Monday, 6 December 2010

Not a whole person any more

What do you say when your husband tells you he's not a whole person anymore, not a 'normal human being', when he turns his face away from you to hide the tears? When he compares what he considers to be the few tasks he carried out today, which have left him feeling exhausted, with all the things he was able to do a year ago? When he blames himself for all the shit Kate and Tom will have to deal with, are already dealing with? When he tells you he is contemplating all his losses, the 'lost' Roch and how his physical powers are diminishing - and also the future which has been taken away from him. His counsellor often talks to him about how he will never see his grandchildren. He has told me that he feels this is intrusive. It's not something he thought about until she mentioned it. Now he sits beside me and mourns this loss. I hold his hand. This is not a time to offer false hope, make an attempt at humour or talk about how we don't know what will happen, that every case is different, that there are the possibilities of a longer life. He fears a longer life spent in decrepitude. This is not a time to speak in platitudes. I say 'I am so sorry Roch, I am so sorry', and I am, I am deeply sorrowful. I listen, and stroke his hand and feel helpless. I do tell him that he is not to blame for the shit that we all will have to deal with, that Kate and Tom are stronger than he thinks, that he cannot take on all their stuff. That they will have other influences in their lives, other sources of support we may not be aware of now. But this doesn't help. 'I should be that influence,' he says. 'It should be me supporting them, but I won't be there.' So I shut up then. Nothing I say can help him.

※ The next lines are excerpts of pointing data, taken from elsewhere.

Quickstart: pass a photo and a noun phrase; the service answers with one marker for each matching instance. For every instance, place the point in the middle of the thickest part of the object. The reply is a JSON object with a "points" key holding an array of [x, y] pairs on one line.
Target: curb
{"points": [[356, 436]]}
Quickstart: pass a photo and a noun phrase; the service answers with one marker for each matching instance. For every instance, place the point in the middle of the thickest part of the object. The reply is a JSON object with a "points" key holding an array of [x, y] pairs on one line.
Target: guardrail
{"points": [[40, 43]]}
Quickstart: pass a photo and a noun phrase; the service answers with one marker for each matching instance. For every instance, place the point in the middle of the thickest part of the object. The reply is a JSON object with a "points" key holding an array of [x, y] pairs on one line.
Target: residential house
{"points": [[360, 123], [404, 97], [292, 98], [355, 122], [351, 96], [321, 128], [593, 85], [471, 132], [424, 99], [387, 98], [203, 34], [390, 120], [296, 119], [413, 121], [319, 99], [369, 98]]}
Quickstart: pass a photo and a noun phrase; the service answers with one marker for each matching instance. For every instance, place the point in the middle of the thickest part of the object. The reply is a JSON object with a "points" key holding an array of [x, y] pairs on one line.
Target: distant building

He worries that he won't be able to protect his brothers and sisters from his reality when they visit at the weekend. Why should you protect them? I ask, why shouldn't they know how it is for you? He nods. We agree however that we do fear interference. Some may deal with their sadness and feelings of helplessness by making obvious suggestions, by trying to interfere. It would be easy for me to feel insulted and I know I can be defensive and I will have to watch myself. By Friday of course, Roch may be feeling better. The very fact of the Family Visit may cheer him.

After a time, he withdraws his hand and asks for a tissue. He's not surprised when I produce one, he remarks that in twenty years of marriage he thinks there has only been one occasion when he has asked for a tissue and I haven't been able to oblige. He tries to stand but it's a struggle. His legs are very weak now. The stairs are terribly difficult for him. The transition to a downstairs bedroom is not far away. We plan the actual move for after Christmas. I'm wondering now if we should be organising this sooner. We are minimising the trips upstairs. The wet room should be finished today and in fact, Roch is already using it almost exclusively. I can add the finishing touches over the next few days.

In a year, a lot has changed. It's hard to focus on the positive sometimes, to be grateful for what we still have. I just don't think about the future if I can help it.